We have chosen to model all data in a directed graph, i.e. as nodes and (directed) edges. This includes inventory data, which models how processes consume and produce products to form supply chains, but also includes impact assessment, where elementary flows are linked to impact categories via characterization edges, and collections, where processes and products belong to databases.

Example

Here is our standard bicycle production example in the new paradigm:

You can see this graph in code in tests/conftest.py.

Motivation

In previous Brightway versions, the libraries were tightly coupled, and the schemas for passing data between Python libraries or with other software were never explicitly defined or custom-developed. This led to a chaos of utility conversion functions without any guarantees on broad format or on the availability of specific attributes.

The approach in bw_interface_schemas allows for a more modular approach, where Brightway IO libraries can work with multiple data stores or data generation and manipulation packages. The definition of nodes and edges is clear, and using pydantic gives us reasonable error messages and validation performance.

We have also fixed some poor design choices in older Brightway versions. For example, previously edges were defined on nodes: node['exchanges'] = list. In this schema, the node was always the edge target, even if that didn't make any sense. So emissions were inputs, goods being produced were inputs, etc. Edges also had to be quantitative, so dummy values were added to make proxies for qualitative edges.
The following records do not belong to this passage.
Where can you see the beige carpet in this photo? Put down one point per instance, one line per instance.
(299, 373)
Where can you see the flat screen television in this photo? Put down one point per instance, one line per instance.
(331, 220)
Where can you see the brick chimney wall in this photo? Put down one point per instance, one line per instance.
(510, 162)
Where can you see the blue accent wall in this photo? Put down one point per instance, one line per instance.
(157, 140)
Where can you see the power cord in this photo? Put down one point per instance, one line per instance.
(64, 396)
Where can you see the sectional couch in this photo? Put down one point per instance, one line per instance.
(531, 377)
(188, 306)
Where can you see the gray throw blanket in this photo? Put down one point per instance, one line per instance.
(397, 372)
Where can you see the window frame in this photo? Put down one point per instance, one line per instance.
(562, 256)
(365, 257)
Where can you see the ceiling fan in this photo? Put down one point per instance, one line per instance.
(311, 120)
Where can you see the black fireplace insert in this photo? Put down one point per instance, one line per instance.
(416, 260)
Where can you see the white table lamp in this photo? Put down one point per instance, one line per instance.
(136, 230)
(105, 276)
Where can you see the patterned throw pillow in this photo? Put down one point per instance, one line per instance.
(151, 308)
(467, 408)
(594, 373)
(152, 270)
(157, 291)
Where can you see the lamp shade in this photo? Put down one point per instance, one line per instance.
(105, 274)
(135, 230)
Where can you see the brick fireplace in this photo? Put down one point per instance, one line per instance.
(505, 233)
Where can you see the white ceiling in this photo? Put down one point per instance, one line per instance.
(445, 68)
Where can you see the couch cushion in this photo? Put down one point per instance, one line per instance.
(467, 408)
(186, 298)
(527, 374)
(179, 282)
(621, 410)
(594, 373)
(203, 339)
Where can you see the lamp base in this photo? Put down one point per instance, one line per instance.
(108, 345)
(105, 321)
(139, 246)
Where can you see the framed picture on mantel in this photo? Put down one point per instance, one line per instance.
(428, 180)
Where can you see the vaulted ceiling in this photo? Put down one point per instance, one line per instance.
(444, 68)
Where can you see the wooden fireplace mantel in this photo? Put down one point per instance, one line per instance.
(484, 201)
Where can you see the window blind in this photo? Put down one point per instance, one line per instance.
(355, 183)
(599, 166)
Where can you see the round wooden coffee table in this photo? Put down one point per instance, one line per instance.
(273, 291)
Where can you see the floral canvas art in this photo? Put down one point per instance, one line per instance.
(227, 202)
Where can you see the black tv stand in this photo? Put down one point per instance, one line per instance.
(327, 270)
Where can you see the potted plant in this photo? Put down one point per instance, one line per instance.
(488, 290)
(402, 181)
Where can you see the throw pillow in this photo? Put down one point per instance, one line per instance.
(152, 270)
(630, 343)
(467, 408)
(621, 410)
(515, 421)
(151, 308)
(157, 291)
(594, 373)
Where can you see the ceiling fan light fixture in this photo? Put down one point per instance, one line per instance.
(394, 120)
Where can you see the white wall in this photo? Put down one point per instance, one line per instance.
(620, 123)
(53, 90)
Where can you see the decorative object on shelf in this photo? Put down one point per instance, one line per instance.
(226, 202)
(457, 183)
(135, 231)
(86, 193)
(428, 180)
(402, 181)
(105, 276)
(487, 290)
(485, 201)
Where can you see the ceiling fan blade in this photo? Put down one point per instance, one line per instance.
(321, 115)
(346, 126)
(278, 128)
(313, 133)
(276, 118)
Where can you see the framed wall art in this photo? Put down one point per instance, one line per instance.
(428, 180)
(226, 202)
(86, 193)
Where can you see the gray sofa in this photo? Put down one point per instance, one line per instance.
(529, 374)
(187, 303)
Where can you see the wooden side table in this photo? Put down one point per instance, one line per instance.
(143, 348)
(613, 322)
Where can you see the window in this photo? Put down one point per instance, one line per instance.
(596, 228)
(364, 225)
Another poor design choice was storing some aspects of the graph outside of the graph. Things like project, databases, impact categories, and other LCIA objects, were stored in a different format (JSON or pickle) in a separate place (filesystem instead of relational database). We now unify these concepts and their data schemas in single graph.

Design decisions

  • All data is in a graph. That means that the only way we have to express data is nodes linked with edges. A single graph can provide all the information in a project.
  • Add attribute data is stored as JSON-serializable values.
  • Nodes have identifiers. We stores nodes as a dictionary, where the identifiers are the keys. Edge source and target attributes refer to these identifiers. Identifiers can be strings or integers, and their label in the node datasets themselves is flexible.
  • Nodes and edges have types, and type labels are given in a set of Enum classes. These types correspond with pydantic classes which include custom data attributes and validation functions.
  • Edges have direction, and their direction is meaningful. For example, a process producing a product would have an edge from (source) the process to (target) a product. If the product was consumed as an input of the process, the product would be the source and the process would be the target. The same logic applies to processes and elementary flows.
  • The technosphere part of the graph has a strict product -> process -> product pattern. Edges between processes and products must state whether or not they are functional. A functional edge is one where the modeller has indicated that the product being consumed or produced is one of the functions of the process.
  • Processes are located in time and space. Products can be generic (their attributes apply regardless of where or when the product is produced or consumed, such as products meeting some standard), or can have spatio-temporal specificity (the sulfur content or energetic density of natural gas varies across time and space).
  • Elementary flows and products can refer to the same underlying concepts, but are distinct nodes. For example, carbon dioxide has industrial uses and is also an important air resource and emission, but because it operates in different contexts in all three cases, it is modeled as different objects. Biosphere edges always link process nodes to elementary flow nodes, and elementary flow nodes cannot operate in the technosphere.
  • There is no rigid normalization pattern. Edges allow for some degree of normalization (edge source and targets act like foreign keys to nodes), but other attributes like units are not normalized. Our intent is to specify some of these non-normalized attributes in the Sentier.dev vocabulary, and to develop practical approaches to other tricky attributes like location.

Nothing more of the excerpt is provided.